My poem could improve more if we knew a specific relationship the group may have with the ghost, perhaps a family member who has passed; it would make the tone more interesting. Also I could describe the ghost more before the two are sort of merged. But I feel my rhymes were pretty good here; I was particularly fond of mirrors/disappears, consummate/ gaze/days/remains.

 

One Response to “Phantom,” A Creative Exploration of Leithauser’s “The Haunted”

  1. Ellen October 5, 2022 at 10:36 pm #

    Hey Isaac! Love this poem and love writing spooky poems this time of the year, too(:

    I really enjoy when poets give a different POV to a poem, it’s always fun to explore the other side. Reading your poem and reading your comment on Tanner’s post it makes me so sad you’re not in an MFA program! I was actually wondering the other day why you weren’t because you do engage in literature like a poet so it’s now all coming together and making sense that you are one. I totally understand the not wanting to be told how to write though, there’s always some sort of domineering ideology surrounding poetry in academia where it starts to feel like you’re writing is getting pushed into normalcy or perhaps just the mob mentality that sometimes comes with all workshops inherently.

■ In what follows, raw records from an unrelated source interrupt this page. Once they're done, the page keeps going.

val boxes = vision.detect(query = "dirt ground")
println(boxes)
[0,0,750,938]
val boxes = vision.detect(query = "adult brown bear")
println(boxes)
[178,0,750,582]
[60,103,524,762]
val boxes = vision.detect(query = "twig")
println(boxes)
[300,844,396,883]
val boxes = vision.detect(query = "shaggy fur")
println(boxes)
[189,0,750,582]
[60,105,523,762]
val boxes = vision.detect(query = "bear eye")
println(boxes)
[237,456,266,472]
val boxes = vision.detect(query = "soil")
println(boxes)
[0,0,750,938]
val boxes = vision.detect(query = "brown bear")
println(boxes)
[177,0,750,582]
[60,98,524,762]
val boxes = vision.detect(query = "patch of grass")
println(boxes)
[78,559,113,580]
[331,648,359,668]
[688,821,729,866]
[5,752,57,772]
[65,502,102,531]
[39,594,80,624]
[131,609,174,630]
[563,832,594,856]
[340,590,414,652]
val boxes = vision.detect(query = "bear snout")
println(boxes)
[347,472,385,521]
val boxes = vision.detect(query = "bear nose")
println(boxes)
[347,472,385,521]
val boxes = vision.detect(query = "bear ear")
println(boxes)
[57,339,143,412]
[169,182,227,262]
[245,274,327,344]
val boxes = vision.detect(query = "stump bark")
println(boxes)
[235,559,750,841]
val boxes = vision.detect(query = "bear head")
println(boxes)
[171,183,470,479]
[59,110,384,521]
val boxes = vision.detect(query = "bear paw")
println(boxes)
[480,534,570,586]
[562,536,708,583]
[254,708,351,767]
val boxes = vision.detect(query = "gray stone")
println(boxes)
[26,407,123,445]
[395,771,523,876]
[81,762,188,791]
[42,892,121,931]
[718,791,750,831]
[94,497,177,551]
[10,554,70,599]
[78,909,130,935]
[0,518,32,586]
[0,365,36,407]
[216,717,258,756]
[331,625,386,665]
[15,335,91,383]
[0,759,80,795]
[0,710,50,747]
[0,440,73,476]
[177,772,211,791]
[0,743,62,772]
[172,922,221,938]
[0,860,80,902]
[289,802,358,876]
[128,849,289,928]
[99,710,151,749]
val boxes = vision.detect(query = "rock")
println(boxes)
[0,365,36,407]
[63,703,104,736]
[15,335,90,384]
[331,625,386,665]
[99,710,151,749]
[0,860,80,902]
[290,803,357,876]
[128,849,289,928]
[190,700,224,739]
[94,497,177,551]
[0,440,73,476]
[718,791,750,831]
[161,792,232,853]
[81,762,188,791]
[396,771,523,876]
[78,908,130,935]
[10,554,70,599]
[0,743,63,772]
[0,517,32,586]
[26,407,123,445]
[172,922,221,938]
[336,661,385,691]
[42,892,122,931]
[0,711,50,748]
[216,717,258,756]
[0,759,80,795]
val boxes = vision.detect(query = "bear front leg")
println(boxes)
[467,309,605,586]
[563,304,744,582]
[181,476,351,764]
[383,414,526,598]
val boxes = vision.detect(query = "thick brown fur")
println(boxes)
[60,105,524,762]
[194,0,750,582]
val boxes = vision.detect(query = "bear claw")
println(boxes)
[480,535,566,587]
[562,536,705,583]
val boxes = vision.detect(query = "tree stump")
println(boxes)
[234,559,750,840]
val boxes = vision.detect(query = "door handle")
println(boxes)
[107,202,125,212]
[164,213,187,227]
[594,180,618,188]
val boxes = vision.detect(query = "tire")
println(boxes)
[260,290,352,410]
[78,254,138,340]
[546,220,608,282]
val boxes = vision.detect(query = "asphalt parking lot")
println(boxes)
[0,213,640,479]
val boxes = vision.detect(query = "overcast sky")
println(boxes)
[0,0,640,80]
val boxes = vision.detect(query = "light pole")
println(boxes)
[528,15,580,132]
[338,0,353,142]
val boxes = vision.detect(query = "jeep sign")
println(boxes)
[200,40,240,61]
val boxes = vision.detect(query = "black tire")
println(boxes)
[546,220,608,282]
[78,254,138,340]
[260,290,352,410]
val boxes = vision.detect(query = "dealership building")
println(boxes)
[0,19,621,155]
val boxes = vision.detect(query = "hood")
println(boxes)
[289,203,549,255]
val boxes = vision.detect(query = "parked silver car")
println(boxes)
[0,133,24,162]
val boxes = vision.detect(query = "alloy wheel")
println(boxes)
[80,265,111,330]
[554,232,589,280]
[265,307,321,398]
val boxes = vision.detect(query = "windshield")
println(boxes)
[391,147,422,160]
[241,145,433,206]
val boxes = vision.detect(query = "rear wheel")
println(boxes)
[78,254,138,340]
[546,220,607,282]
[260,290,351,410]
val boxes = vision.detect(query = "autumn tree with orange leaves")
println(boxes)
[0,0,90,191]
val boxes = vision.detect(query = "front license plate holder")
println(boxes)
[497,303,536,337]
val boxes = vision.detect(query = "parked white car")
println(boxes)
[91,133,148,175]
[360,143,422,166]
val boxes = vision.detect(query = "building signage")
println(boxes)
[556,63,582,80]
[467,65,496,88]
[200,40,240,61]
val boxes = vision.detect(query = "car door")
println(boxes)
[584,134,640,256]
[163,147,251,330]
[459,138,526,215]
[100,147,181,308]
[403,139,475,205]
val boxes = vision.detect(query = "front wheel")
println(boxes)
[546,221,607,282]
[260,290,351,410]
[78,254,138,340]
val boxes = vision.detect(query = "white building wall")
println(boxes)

    I feel like your poem was more ominous than Leithauser and def had more spooky vibes! I would attribute that to the juxtaposing images of “laughing black lamp and” “silence of the light.” Silence of the light was really cool because it made me think of “Silence of the Lambs” but also of like the idea of silent light? It seems terrifying especially when considering the definition of silent as having ZERO sound so there’s an implication of zero sound and zero light: complete darkness. I also felt it felt more spooky because the language surrounding the ghost feels reverent with the way she rises, her haunted gaze, her ability to make the people tremble, which resembles (to me) the way Catholic view God as opposed to Protestants.

    I think if you’re looking for a place to improve you could start with the relationship to the group but that relationship could be one that’s abstract, otherworldly, religious, spooky related, etc. and doesn’t necessarily need to be the death of someone they knew or the ghost of someone they knew (but it could be ~ the world is your oyster)
    I also think more closely linking the images of the lamp and the ghost would be interesting– the laughing lamp, flickering lamp then the rising ghost, the way her mirror shatters sort of mirrors that but it would be cool to see more of it? Maybe the light could reflect off the shadow mirrored pieces? I don’t know, just an initial, quick thought but I’m sure there’s tons of approaches!